Problem with missing values

Pandas’ current data model is inconsistent with respect to missing values (i.e. NaN or None). Adding missing values to integers and boolean results in upcasting to float and object respectively. Implementing nullable integer and boolean logical types allow for more efficient storage which can be achieved through an internal bitmap (see the engineering view for details).

Problem with strings

Pandas does not have a logical type “string”. Strings are stored as objects, which gives non-trivial overhead https://dev.pandas.io/pandas2/strings.html

Where the current models fail

The data models in Python, Numpy and Pandas are inconsistent and incomplete for logical storage of data types for analysis. Here, we try to understand the aspects relation to what are shortcomings of the current implementation and we want of the unified data model.

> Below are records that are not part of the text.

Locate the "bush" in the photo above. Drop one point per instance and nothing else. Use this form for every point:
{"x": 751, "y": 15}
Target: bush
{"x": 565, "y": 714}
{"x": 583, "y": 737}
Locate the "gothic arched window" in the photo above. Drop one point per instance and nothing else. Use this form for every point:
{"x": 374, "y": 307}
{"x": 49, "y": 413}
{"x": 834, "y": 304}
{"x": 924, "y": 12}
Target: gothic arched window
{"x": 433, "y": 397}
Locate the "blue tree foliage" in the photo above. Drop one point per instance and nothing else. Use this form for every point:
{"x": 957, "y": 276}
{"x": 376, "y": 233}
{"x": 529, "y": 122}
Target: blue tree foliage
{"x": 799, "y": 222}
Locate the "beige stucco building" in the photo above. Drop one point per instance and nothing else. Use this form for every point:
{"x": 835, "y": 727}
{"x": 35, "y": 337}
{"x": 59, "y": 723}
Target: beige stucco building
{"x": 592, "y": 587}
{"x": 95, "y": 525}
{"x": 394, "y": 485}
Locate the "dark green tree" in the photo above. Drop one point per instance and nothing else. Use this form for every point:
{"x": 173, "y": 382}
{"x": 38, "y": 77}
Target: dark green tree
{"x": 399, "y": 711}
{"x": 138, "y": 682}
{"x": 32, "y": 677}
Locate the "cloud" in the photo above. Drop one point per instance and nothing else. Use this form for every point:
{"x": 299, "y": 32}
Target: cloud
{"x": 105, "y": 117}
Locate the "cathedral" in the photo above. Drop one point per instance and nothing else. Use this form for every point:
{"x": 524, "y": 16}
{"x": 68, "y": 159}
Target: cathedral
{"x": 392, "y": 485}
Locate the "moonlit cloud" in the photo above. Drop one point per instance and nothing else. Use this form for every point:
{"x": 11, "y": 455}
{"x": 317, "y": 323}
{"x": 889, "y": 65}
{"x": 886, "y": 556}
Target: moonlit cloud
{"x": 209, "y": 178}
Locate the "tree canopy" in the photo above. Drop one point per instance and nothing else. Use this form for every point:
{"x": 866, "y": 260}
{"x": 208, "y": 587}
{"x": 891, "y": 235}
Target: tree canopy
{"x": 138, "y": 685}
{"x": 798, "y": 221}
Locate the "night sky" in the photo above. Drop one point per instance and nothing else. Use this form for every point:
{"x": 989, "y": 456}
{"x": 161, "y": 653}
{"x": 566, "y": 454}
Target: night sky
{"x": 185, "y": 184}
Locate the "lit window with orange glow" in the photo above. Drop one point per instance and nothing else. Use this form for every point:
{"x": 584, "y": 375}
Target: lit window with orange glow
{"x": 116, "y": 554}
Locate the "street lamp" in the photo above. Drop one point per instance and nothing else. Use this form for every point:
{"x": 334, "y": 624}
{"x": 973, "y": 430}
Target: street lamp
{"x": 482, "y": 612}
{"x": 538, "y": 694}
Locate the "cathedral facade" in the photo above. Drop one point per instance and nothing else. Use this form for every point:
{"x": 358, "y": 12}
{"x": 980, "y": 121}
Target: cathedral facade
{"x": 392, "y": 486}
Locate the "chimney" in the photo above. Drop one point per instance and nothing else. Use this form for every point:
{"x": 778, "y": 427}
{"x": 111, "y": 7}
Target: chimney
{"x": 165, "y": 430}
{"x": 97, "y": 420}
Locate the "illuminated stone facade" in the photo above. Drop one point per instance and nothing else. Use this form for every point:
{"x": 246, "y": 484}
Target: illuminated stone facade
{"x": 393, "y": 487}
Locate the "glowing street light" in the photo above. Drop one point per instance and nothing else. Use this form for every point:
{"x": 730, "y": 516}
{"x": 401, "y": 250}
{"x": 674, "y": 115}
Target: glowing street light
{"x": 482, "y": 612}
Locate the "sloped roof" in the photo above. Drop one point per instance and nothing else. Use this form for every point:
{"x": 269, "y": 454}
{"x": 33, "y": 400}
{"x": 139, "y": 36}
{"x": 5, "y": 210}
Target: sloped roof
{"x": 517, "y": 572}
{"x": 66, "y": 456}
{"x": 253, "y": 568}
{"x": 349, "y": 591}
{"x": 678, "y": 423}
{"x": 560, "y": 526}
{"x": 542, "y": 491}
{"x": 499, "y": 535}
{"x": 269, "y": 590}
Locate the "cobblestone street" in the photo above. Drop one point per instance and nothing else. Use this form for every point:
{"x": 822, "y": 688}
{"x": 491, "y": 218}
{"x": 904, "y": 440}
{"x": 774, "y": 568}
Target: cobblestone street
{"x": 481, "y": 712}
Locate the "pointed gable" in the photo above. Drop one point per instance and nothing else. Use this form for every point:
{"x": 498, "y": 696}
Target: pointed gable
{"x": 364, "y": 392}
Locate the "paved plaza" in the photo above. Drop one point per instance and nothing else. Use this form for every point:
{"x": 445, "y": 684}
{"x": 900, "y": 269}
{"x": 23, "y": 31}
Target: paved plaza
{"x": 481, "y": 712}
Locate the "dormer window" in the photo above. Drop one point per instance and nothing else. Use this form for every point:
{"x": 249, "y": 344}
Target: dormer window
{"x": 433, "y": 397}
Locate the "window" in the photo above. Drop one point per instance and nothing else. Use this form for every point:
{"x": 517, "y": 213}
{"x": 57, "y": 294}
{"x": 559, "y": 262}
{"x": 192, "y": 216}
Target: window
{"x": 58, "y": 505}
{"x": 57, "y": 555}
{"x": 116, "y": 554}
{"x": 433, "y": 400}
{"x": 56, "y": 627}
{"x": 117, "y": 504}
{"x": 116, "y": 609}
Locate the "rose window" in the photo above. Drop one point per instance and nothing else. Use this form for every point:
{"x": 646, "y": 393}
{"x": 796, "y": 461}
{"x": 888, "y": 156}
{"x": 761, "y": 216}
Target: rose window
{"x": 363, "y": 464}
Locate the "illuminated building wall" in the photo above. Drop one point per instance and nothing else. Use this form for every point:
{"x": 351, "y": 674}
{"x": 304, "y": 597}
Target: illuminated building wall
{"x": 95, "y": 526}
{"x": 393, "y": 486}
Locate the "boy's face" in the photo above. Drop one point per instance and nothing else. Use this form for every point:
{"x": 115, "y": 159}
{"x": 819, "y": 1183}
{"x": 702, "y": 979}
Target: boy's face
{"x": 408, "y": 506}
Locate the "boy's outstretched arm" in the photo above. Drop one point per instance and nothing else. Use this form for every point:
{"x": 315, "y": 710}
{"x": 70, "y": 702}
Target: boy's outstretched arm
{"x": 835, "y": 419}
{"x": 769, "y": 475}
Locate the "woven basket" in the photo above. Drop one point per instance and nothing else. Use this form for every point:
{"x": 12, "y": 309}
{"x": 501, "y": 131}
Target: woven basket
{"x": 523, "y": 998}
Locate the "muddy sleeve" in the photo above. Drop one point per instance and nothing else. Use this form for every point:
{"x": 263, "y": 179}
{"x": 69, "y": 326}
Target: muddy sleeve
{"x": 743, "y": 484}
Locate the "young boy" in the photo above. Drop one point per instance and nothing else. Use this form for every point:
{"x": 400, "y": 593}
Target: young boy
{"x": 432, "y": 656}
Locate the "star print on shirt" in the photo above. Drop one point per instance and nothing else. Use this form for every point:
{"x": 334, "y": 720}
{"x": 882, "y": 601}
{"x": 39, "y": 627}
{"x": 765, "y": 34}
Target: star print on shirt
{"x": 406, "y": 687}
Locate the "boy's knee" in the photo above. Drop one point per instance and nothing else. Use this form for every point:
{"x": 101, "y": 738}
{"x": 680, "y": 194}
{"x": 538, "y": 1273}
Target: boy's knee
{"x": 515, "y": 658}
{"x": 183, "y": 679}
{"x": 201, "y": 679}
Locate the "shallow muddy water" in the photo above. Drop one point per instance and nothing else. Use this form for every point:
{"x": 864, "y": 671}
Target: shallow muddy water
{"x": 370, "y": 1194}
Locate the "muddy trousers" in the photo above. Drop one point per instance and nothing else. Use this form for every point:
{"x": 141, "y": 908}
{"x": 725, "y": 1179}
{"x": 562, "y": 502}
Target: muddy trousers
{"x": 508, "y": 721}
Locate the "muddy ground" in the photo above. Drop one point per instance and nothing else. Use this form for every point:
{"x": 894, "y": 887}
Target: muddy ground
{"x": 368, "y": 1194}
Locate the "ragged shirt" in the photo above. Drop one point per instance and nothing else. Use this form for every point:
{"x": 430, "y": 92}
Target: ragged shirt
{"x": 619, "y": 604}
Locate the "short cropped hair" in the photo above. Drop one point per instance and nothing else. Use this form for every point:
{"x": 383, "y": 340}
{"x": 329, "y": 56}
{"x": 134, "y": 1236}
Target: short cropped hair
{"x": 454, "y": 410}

We first provide a motivating example why we need a new model. Secondly, we show what the data models of Python, Numpy and Pandas look like under the hood. The third part of this page introduces the concepts needed to combine them.

We are envisioning a one-to-one correspondence between each of the data models without loss. Types should be grouped together if they have the same analysis summary.

Motivating example: Nullable Boolean

Motivating example: Nullable Integer / Float

Motivating example: Objects

How do Python, Numpy and Pandas model data?

Pandas Dtype	Usage
object	Text or mixed
int	Integer
float	Floating point number
complex	Complex numbers
bool	Boolean value
datetime[ns]	Date and time value
timedelta[ns]	Difference between two datetimes
category	Categorical values
Int	Nullable integers

Unifying, what do we need?

Custom dtypes.

References

We note that many of the problems visions attempts to solve, are discussed in the design documents for pandas 2.0 (2015-2016).